“I don’t think I want my play kitchen anymore,” my daughter announced while we spring-cleaned the basement the other day.

I had to leave the room to collect my thoughts. (And weep quietly in the bathroom.)

I may be walking around with a smile on my face this week, but I cry a little inside every time I think of that moment. Not just because of the dreary weather (well, maybe) or my erratic hormones (well, that too), but because I’m realizing that my little girl isn’t so little anymore.

She couldn’t mean the plastic gourmet play kitchen that she used to “slave over” when she was a toddler? The one with a “working” stovetop, beeping microwave, faux hardwood floor and other cute mini-gourmet-culinary accessories?

It couldn’t be.

I still want to play in that kitchen.

How could she NOT want to play in it anymore?

The fact that this mini-kitchen is nicer than any kitchen I’ve ever owned is beyond the point. Or the fact that if I sketched a Randy-to-the-Rescue blue print of my dream kitchen, you’d pretty much see THIS KITCHEN.. in white.
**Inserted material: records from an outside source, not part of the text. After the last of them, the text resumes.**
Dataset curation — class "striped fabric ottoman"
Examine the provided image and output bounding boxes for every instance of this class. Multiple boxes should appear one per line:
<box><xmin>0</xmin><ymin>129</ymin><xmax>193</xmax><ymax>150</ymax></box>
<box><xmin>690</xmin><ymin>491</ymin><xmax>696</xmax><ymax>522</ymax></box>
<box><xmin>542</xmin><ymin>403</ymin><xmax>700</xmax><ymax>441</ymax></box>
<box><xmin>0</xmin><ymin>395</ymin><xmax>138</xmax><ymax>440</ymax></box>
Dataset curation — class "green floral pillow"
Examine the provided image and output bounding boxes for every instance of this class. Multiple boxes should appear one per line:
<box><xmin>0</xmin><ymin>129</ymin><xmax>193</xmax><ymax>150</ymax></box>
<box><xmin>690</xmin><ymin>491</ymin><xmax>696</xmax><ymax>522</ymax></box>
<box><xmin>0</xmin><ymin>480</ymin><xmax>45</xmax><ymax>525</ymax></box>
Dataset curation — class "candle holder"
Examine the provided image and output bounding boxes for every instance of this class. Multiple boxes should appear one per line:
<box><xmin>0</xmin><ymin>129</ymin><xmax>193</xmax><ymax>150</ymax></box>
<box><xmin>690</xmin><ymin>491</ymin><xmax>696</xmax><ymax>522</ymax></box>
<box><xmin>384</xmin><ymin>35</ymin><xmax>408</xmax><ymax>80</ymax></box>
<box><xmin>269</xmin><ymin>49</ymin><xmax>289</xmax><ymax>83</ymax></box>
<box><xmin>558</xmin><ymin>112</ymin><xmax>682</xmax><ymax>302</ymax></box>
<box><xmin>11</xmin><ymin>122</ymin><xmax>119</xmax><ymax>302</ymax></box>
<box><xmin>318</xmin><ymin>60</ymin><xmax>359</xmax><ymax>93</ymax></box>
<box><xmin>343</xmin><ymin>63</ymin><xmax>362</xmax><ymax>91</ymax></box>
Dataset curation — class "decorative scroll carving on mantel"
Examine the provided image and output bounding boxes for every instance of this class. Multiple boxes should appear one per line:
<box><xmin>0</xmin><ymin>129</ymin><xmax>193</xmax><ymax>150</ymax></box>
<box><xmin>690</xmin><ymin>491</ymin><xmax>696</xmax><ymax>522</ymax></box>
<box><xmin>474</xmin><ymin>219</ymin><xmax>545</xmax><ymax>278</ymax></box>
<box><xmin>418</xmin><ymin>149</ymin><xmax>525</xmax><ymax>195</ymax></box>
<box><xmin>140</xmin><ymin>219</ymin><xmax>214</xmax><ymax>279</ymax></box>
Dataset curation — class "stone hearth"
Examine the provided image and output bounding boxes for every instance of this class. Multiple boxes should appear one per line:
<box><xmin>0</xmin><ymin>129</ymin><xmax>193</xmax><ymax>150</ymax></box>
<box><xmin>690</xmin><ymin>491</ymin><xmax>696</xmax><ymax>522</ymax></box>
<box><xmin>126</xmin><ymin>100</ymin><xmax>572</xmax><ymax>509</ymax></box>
And the fact that I’ve actually pretended to make bacon and eggs on the stovetop that makes an unbelievably cool boiling noise and brew a pot of coffee in the pretend coffee maker that actually sounds like a real coffee maker is also beyond the point.

What kills me… is that my daughter getting rid of this play kitchen symbolizes the beginning of a new phase.

The pre-tween years.

I realize my baby is growing up. But she’s 9.

Can’t she hold onto it a little longer?

My best friend and I played house…until we were WAY too old to play house.

We actually turned her mom’s garage into an imaginary world – we transformed half of it into an apartment and the other into a school. We were like Janet and Chrissie Snow without Jack, but we were teachers in Clear Lake City. We would play school for hours and then go back to our “apartment” while listening to the Go Go’s and Foreigner. And, yes, our older siblings and their friends totally made fun of us for playing pretend straight through fifth grade. They still do, to this day.

But we couldn’t help it. We were kids. And it was fun.

It’s not that I don’t want my daughter to grow up. I want her to grow up and be everything she wants to be in life.

I just want the growing up part to slow down a little.

I should be thankful that she still likes to play dress up. She still plays with her American Girl Dolls. (I no longer have to take care of them while she’s at school.) But she doesn’t want the kitchen anymore.

What if we remodeled it? Maybe THAT would change her mind? Re-vamping the cabinets and re-finishing the faux hardwoods?